Where did you get him?


----------



## Zeusthegsd143 (Nov 24, 2014)

Jax08 said:


> Since Panda's are not very common and you can only get them from a select few breeders, I'm going to say your puppy is probably a mix.
> 
> Where did you get him?


Pandas actually aren't that rare anymore. Many Bybs breed them and try to profit off of this 'rare' color when in fact they are becoming less and less rare by the minute just like Livers and Blues.


----------



## lhczth (Apr 5, 2000)

Did you get your pup from a breeder? If he is a Panda, one of his parents should have also been a Panda since it is a dominant color.


----------



## LaRen616 (Mar 4, 2010)

He is so cute!


----------



## chaoticbeast (Dec 5, 2014)

*Unknown German Shepherd coat color!*

Hey everyone, I have a 4 month old male german shepherd named ace. I got him from people who did not know anything about the parents except they where purebreed GSD. He has an odd combination of white black and tan that no one can explain.
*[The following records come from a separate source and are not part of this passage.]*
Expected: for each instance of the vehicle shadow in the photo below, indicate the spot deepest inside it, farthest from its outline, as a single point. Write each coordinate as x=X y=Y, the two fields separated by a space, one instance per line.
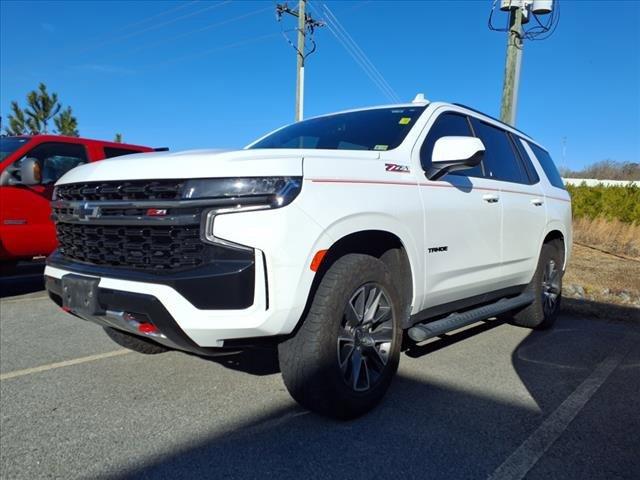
x=27 y=278
x=429 y=425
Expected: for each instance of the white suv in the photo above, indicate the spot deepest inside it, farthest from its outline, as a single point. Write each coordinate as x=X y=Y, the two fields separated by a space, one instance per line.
x=330 y=238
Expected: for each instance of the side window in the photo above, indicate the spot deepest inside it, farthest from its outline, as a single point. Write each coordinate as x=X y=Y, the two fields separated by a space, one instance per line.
x=548 y=166
x=110 y=152
x=526 y=160
x=447 y=124
x=500 y=162
x=56 y=159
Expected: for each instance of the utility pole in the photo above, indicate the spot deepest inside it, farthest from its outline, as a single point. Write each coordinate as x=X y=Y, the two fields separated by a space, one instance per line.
x=520 y=12
x=511 y=83
x=306 y=25
x=300 y=62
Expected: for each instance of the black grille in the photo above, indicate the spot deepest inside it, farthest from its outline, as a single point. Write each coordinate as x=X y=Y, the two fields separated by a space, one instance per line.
x=158 y=248
x=125 y=190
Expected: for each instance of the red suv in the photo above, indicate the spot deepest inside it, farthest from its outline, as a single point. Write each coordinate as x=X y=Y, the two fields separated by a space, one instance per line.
x=29 y=166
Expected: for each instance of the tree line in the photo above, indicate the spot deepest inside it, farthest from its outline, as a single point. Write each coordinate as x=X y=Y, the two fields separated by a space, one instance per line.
x=41 y=108
x=606 y=170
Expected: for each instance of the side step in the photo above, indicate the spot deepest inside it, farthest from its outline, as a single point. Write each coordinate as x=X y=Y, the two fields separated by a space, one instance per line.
x=424 y=331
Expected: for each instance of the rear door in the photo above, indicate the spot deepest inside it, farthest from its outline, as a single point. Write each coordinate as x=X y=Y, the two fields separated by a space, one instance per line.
x=462 y=223
x=25 y=210
x=523 y=208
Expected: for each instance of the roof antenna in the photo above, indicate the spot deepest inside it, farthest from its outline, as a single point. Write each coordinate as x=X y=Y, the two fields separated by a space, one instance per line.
x=419 y=98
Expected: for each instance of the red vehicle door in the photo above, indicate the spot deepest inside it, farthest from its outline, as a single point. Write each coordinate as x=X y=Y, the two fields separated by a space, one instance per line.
x=25 y=226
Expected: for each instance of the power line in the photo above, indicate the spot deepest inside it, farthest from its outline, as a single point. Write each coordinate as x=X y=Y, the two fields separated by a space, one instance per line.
x=154 y=27
x=159 y=14
x=358 y=55
x=202 y=29
x=240 y=43
x=367 y=60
I have talked to a few very reputable breeders and one suggestion is that he is a panda GSD, also another idea was that ace has extreme irish spotting. If anyone knows anything about this let me know! Im posting a few pictures of him. I also plan on getting a DNA test sometime soon.


----------



## chaoticbeast (Dec 5, 2014)

I did not get him from a breeder, a family couldn't take care of him so they gave him to me and they got him from someone else etc. They just told me he is purebreed but he didn't have papers. I am feeling more confident that he is a panda. I am considering getting a DNA test.


----------



## chaoticbeast (Dec 5, 2014)

Sorry for the repost I didn't think it posted my original post!


----------



## chaoticbeast (Dec 5, 2014)

Jax08 said:


> Since Panda's are not very common and you can only get them from a select few breeders, I'm going to say your puppy is probably a mix.
> 
> Where did you get him?


 I got him from a family who could not take care of him. From what I understand the coat will either occur or not, and it doesn't only partially appear if you breed a panda with another coat color.


----------



## Jax08 (Feb 13, 2009)

??? I'm not sure what your response means in regards to my statement. Do you think I meant he's a mix "coat"?
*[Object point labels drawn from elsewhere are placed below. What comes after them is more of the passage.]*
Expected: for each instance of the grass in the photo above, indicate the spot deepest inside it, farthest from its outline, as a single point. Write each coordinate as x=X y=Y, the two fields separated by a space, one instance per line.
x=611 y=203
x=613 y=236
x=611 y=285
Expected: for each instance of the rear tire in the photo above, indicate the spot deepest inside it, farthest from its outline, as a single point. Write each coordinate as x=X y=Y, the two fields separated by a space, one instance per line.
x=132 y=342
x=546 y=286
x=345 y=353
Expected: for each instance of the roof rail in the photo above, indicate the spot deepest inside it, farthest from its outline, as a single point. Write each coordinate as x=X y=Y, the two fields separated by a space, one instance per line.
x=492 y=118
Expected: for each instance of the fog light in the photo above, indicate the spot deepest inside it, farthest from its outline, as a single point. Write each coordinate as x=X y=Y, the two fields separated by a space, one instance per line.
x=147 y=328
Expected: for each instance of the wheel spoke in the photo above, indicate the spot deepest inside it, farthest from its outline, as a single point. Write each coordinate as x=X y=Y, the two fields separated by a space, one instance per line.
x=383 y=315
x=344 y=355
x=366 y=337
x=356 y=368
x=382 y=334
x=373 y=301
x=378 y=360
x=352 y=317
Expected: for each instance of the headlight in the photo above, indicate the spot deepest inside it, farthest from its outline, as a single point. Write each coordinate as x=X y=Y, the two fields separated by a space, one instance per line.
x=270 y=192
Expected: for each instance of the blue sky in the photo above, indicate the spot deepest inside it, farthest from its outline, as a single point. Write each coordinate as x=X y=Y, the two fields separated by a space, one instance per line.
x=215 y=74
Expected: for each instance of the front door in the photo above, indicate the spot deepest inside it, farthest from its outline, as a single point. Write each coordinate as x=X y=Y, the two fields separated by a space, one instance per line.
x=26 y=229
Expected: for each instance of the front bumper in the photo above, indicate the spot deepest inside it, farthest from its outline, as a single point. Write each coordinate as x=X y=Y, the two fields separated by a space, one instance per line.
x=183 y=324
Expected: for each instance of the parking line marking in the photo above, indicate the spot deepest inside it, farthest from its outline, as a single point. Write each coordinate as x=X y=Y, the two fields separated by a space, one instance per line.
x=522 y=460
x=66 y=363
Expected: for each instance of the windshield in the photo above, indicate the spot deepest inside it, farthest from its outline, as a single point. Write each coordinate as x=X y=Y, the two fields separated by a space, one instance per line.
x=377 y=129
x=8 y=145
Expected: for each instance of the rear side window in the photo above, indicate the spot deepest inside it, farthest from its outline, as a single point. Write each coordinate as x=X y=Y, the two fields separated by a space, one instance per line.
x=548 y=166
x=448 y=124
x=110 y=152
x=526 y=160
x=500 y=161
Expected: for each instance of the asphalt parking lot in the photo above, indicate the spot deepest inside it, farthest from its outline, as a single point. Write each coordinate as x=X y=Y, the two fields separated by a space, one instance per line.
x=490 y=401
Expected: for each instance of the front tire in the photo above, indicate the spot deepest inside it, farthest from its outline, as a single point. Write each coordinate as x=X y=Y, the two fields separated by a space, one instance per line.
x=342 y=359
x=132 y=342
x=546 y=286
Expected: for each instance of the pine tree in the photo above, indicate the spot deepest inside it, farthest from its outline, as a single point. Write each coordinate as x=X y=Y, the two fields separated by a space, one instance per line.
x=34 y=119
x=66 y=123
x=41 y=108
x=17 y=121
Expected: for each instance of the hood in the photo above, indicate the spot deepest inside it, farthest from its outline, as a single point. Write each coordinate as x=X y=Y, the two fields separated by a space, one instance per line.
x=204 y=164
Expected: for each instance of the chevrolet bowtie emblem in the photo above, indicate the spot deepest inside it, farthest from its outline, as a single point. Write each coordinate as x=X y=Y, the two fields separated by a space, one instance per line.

I meant I think there is another breed in him that is causing the coloring. He looks purebred except the coloring. However, my girl looks purebred and she's supposed to have Border Collie in her as well.

It's to bad you can't contact that family and try to find the breeder. I would be interested to know if he truly is a Panda.


----------



## lhczth (Apr 5, 2000)

The Panda coloring was a mutation and is a dominant color. It doesn't just appear, but has to have had one parent that is Panda colored too. With an unknown pedigree and unknown parentage it is hard to know if he is a Panda or a mix. He is very cute and in the long run it won't matter. 
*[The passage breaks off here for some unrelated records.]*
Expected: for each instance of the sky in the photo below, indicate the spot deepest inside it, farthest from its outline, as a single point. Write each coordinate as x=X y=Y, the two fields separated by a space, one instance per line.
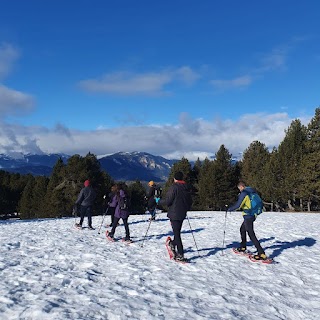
x=52 y=271
x=172 y=78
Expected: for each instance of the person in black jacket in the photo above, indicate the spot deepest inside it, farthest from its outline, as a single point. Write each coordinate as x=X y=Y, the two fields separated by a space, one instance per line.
x=151 y=202
x=112 y=203
x=86 y=199
x=178 y=200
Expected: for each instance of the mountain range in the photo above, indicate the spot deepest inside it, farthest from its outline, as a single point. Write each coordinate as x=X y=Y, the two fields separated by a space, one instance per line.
x=125 y=166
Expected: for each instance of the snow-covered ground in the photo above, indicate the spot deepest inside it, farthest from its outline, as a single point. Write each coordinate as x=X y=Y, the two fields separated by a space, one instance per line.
x=50 y=270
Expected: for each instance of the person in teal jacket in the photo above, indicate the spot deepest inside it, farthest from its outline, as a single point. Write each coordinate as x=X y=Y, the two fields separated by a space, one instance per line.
x=249 y=216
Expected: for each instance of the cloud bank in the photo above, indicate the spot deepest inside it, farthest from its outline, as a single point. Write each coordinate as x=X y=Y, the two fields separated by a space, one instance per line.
x=191 y=138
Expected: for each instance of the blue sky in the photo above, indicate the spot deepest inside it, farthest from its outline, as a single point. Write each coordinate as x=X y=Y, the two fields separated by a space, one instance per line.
x=173 y=78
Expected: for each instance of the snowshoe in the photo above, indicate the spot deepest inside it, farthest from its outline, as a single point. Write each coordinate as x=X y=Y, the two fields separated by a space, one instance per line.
x=110 y=236
x=260 y=258
x=171 y=249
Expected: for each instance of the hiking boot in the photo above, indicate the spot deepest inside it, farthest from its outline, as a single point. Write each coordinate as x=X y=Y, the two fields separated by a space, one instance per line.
x=261 y=256
x=180 y=258
x=110 y=235
x=171 y=246
x=127 y=240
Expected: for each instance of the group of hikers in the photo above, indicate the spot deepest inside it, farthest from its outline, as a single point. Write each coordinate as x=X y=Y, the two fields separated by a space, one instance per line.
x=178 y=201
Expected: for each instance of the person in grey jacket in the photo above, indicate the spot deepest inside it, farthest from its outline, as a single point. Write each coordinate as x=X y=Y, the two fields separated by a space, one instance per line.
x=86 y=199
x=178 y=200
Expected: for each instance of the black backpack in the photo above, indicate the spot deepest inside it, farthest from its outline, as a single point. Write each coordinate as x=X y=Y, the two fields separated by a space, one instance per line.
x=124 y=202
x=157 y=192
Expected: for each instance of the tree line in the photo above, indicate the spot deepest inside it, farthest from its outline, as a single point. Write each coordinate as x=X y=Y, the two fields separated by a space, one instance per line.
x=287 y=178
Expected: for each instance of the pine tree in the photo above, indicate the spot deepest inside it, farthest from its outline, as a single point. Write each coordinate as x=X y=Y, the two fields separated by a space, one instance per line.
x=290 y=152
x=224 y=179
x=26 y=208
x=254 y=160
x=310 y=172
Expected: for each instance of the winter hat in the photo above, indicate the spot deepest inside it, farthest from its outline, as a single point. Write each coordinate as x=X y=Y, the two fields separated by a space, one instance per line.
x=178 y=175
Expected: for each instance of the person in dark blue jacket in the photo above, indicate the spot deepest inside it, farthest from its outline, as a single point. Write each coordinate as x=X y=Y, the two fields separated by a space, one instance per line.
x=112 y=203
x=121 y=211
x=178 y=200
x=86 y=199
x=244 y=203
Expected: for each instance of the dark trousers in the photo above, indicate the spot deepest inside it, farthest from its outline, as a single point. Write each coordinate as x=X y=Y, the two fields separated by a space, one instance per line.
x=115 y=224
x=112 y=210
x=86 y=211
x=152 y=211
x=247 y=227
x=177 y=242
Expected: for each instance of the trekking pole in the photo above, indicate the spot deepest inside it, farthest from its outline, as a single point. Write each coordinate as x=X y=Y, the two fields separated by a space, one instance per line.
x=224 y=231
x=146 y=233
x=193 y=236
x=74 y=213
x=103 y=220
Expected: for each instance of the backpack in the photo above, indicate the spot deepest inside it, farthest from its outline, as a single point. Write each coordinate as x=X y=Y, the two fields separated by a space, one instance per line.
x=256 y=203
x=124 y=203
x=157 y=192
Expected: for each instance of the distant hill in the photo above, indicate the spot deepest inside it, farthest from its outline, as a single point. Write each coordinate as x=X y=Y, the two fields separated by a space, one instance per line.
x=126 y=166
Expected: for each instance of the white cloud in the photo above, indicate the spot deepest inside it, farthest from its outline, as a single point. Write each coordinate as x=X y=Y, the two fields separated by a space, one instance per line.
x=149 y=84
x=191 y=138
x=236 y=83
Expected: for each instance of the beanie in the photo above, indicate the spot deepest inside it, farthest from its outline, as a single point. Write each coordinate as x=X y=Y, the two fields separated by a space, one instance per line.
x=178 y=175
Don't waste your money on the DNA breed test.


----------



## Jax08 (Feb 13, 2009)

lhczth said:


> ... He is very cute and in the long run it won't matter.
> 
> Don't waste your money on the DNA breed test.


This is where I'm at too.  He's a doll. Just enjoy him. DNA tests aren't very accurate.


----------



## Zeusthegsd143 (Nov 24, 2014)

You could get away with calling him a panda shepherd. ? he very well may be. Just enjoy your pup.


----------



## chaoticbeast (Dec 5, 2014)

Oh I see what your saying jax. I thought you meant like they mixed a white and a sable gsd or something haha. Some people tell me that could be a possibility. But yeah I see what you are saying I could see that. I asked the family a few times and they said their kids got rid of the pictures and everything of the dog and there was pics of his parents but they got deleted.


----------



## Jax08 (Feb 13, 2009)

They don't now where they got him from? He's only a baby. LOL Seems like they could remember that far back.


----------



## chaoticbeast (Dec 5, 2014)

haha yeah thats what I am saying, they seem to be pretty ignorant.


----------



## Dainerra (Nov 14, 2003)

Zeusthegsd143 said:


> Pandas actually aren't that rare anymore. Many Bybs breed them and try to profit off of this 'rare' color when in fact they are becoming less and less rare by the minute just like Livers and Blues.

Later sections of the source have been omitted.